Michigan State was in a bad spot when Luke Fickell, the number one option to replace Mark Dantonio, turned them down. Public rejection was becoming routine as candidate after candidate said thanks, but no thanks to the rebuilding project in East Lansing. So the search firm went back to the drawing board and doubled back to one of the guys who had declined previously.

In a shocking show of competence, the Spartans are backing up the Brinks truck for Mel Tucker. The two sides have an agreement and an official announcement is expected this afternoon.

Tucker tweeted this three days ago.

So how did MSU convince him to go back on his word? The old-fashioned way. With money and promises of great things to come.

The deal will double Tucker's $3.2 million salary pool for assistant coaches, increase the Michigan State strength and conditioning staff budget and "more than double" Tucker's $2.675 million salary. 

Some offers you can't refuse, even if you've refused previous offers.
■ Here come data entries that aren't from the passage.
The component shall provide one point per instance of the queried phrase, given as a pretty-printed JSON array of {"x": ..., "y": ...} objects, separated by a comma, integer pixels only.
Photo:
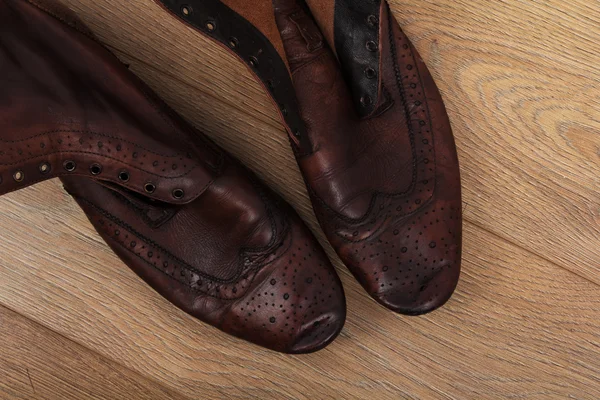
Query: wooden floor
[{"x": 521, "y": 80}]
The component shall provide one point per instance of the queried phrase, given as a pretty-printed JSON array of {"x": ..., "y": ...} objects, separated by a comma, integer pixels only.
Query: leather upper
[
  {"x": 184, "y": 215},
  {"x": 378, "y": 154}
]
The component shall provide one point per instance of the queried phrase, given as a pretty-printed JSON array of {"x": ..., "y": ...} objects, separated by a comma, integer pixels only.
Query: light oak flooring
[{"x": 521, "y": 80}]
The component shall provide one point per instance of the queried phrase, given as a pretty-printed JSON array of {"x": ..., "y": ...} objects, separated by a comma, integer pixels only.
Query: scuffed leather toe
[{"x": 299, "y": 304}]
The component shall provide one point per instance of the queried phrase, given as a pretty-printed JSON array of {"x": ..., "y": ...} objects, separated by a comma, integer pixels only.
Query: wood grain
[
  {"x": 36, "y": 363},
  {"x": 518, "y": 325},
  {"x": 520, "y": 79}
]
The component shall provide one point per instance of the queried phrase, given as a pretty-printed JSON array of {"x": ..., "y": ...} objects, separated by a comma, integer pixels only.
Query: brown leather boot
[
  {"x": 369, "y": 130},
  {"x": 183, "y": 214}
]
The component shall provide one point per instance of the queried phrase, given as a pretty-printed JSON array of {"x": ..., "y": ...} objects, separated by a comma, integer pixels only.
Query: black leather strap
[
  {"x": 216, "y": 20},
  {"x": 357, "y": 45}
]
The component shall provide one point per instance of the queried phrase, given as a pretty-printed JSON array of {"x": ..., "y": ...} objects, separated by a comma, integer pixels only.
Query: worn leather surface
[
  {"x": 184, "y": 215},
  {"x": 381, "y": 165}
]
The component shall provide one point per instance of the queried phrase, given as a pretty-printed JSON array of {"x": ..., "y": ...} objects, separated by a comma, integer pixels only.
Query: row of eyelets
[
  {"x": 370, "y": 72},
  {"x": 233, "y": 43}
]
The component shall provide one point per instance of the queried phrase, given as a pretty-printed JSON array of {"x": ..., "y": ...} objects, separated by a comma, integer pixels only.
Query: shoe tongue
[{"x": 68, "y": 107}]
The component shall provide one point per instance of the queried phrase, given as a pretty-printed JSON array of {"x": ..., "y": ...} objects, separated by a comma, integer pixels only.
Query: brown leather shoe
[
  {"x": 369, "y": 130},
  {"x": 186, "y": 217}
]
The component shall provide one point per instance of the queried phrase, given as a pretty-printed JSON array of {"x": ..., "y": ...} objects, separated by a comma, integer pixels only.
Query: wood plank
[
  {"x": 518, "y": 325},
  {"x": 520, "y": 79},
  {"x": 36, "y": 363}
]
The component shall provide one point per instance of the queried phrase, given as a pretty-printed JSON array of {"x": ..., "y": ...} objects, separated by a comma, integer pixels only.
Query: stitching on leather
[
  {"x": 376, "y": 195},
  {"x": 143, "y": 213},
  {"x": 86, "y": 132},
  {"x": 125, "y": 225},
  {"x": 189, "y": 288}
]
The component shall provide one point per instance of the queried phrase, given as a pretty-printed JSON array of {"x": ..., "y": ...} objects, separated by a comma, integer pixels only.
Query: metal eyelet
[
  {"x": 233, "y": 42},
  {"x": 95, "y": 169},
  {"x": 149, "y": 187},
  {"x": 186, "y": 10},
  {"x": 18, "y": 176},
  {"x": 69, "y": 165},
  {"x": 124, "y": 176},
  {"x": 44, "y": 168},
  {"x": 178, "y": 194}
]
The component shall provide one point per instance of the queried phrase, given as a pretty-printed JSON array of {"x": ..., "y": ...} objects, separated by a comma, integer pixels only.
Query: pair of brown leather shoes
[{"x": 366, "y": 123}]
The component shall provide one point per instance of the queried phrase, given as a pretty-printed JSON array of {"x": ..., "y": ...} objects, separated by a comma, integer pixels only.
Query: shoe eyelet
[
  {"x": 149, "y": 187},
  {"x": 178, "y": 194},
  {"x": 69, "y": 165},
  {"x": 95, "y": 169},
  {"x": 124, "y": 176},
  {"x": 211, "y": 26},
  {"x": 370, "y": 73},
  {"x": 19, "y": 176},
  {"x": 233, "y": 42},
  {"x": 44, "y": 168},
  {"x": 186, "y": 10}
]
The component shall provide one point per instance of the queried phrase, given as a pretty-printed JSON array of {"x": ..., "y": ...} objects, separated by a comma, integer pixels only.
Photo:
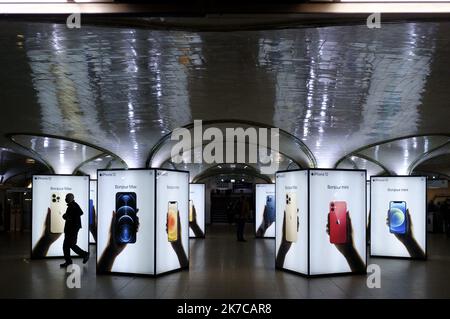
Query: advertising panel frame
[
  {"x": 155, "y": 274},
  {"x": 425, "y": 222},
  {"x": 32, "y": 257},
  {"x": 309, "y": 275},
  {"x": 274, "y": 223}
]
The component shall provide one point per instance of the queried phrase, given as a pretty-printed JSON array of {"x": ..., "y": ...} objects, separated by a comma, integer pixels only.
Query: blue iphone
[
  {"x": 270, "y": 204},
  {"x": 397, "y": 217}
]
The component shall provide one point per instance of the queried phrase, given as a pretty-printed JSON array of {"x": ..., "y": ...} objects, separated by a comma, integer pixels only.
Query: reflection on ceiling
[
  {"x": 357, "y": 162},
  {"x": 399, "y": 156},
  {"x": 64, "y": 156},
  {"x": 336, "y": 89},
  {"x": 437, "y": 167},
  {"x": 16, "y": 169},
  {"x": 290, "y": 153}
]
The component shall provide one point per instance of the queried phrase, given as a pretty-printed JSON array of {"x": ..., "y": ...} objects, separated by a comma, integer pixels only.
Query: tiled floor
[{"x": 223, "y": 268}]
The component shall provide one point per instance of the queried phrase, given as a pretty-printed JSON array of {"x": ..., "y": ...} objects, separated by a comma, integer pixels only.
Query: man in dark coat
[{"x": 71, "y": 228}]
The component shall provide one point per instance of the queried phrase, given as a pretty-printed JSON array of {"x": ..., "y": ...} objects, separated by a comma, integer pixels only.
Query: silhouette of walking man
[{"x": 71, "y": 228}]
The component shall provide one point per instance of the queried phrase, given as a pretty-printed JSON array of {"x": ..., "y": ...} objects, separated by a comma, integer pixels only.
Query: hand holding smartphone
[
  {"x": 126, "y": 222},
  {"x": 397, "y": 217},
  {"x": 172, "y": 221}
]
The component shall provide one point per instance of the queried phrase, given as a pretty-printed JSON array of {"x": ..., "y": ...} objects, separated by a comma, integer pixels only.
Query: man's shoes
[{"x": 86, "y": 258}]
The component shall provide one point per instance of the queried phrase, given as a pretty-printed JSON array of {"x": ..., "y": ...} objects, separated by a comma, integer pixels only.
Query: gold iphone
[
  {"x": 291, "y": 217},
  {"x": 172, "y": 221},
  {"x": 57, "y": 209}
]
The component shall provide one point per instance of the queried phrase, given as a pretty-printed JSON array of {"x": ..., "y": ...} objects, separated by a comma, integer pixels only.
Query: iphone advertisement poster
[
  {"x": 126, "y": 221},
  {"x": 92, "y": 211},
  {"x": 48, "y": 208},
  {"x": 172, "y": 220},
  {"x": 398, "y": 216},
  {"x": 196, "y": 210},
  {"x": 292, "y": 221},
  {"x": 337, "y": 221},
  {"x": 265, "y": 210}
]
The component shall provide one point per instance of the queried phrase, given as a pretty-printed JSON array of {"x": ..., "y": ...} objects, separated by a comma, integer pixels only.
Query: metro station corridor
[{"x": 220, "y": 267}]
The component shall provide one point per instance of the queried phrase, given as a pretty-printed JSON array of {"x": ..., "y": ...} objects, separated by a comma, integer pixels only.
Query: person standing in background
[{"x": 244, "y": 214}]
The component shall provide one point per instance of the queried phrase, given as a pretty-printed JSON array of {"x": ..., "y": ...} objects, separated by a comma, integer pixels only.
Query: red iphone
[{"x": 337, "y": 219}]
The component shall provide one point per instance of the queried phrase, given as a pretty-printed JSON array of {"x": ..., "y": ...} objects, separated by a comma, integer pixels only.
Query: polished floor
[{"x": 223, "y": 268}]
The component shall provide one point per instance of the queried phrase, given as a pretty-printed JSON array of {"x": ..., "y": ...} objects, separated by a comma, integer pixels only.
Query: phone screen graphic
[
  {"x": 172, "y": 221},
  {"x": 126, "y": 218},
  {"x": 270, "y": 206},
  {"x": 191, "y": 211},
  {"x": 57, "y": 210},
  {"x": 91, "y": 212},
  {"x": 291, "y": 219},
  {"x": 338, "y": 222},
  {"x": 397, "y": 217}
]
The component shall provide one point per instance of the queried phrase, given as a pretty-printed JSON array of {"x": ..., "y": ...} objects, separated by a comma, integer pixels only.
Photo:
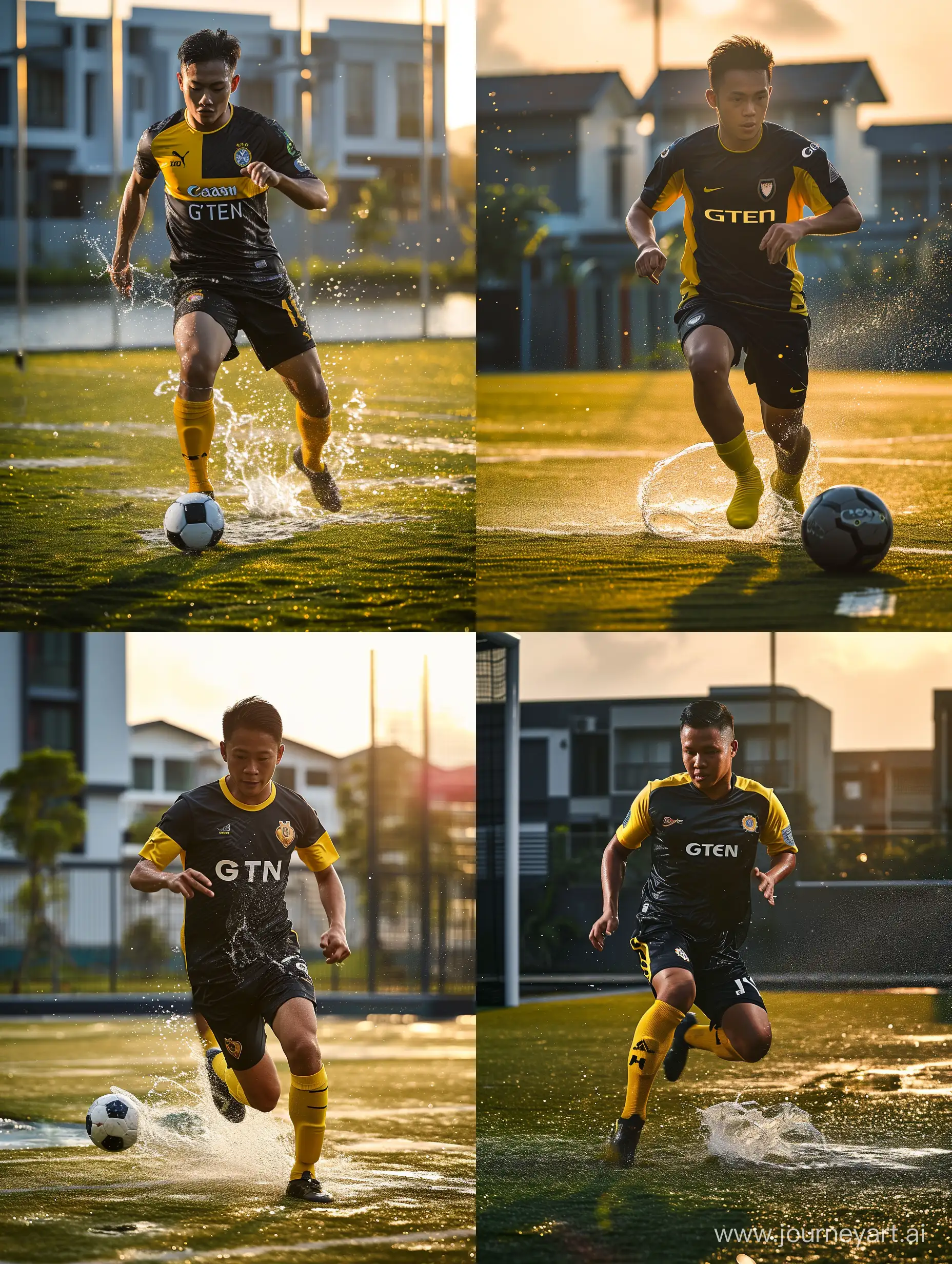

Spartans fans who have felt like it's been a Groundhog Day situation, in which bad decision after bad decision fill each day, are shocked to the core. MSU did something right. A big thing.

Tucker is a great hire considering the emergency situation the program found itself in after Dantonio stepped away at such a late juncture. Tucker would be a very good hire at any point in the coaching carousel's revolution.

The 48-year-old began his coaching career at MSU, served under Nick Saban, has had varying degrees of success in the NFL, and is coming off a 5-7 year at Colorado. Like Dantonio, he coached the Ohio State defense. But his connections aren't close enough to taint him with the stink of the old guard.

He's proven adept at recruiting the Buckeye state, which has been the most fertile ground for MSU in recent decades. He helped both Alabama and Georgia reel in defensive stud after defensive stud. He's well-spoken and will energize the boosters. He seems willing to play the hard-nosed style of football that Dantonio brought to Indianapolis, the Rose Bowl, and the College Football playoff.

MSU Athletic Director Bill Beekman's reputation had sunken to a deep valley earlier this week. Options and hope seemed limited. Then he went and did something like this to totally redeem himself.

Look, let's not get too caught up in the moment. Michigan State faces an uphill climb back to the top. The cupboard is bare and there's plenty of ancillary issues lingering. This construction project will take time.

But there's a new foreman in town and he means business. He's studied the blueprint and thinks he can make it work. Time will tell if this is the home-run hire it appears to be -- and we all know what happens to the best-laid plans.

Considering the negative momentum and direction of the program over the past few months, though, there's no other way to view this morning's surprising news then as a tremendous save. The train is back on the tracks, perhaps moving in the right direction again.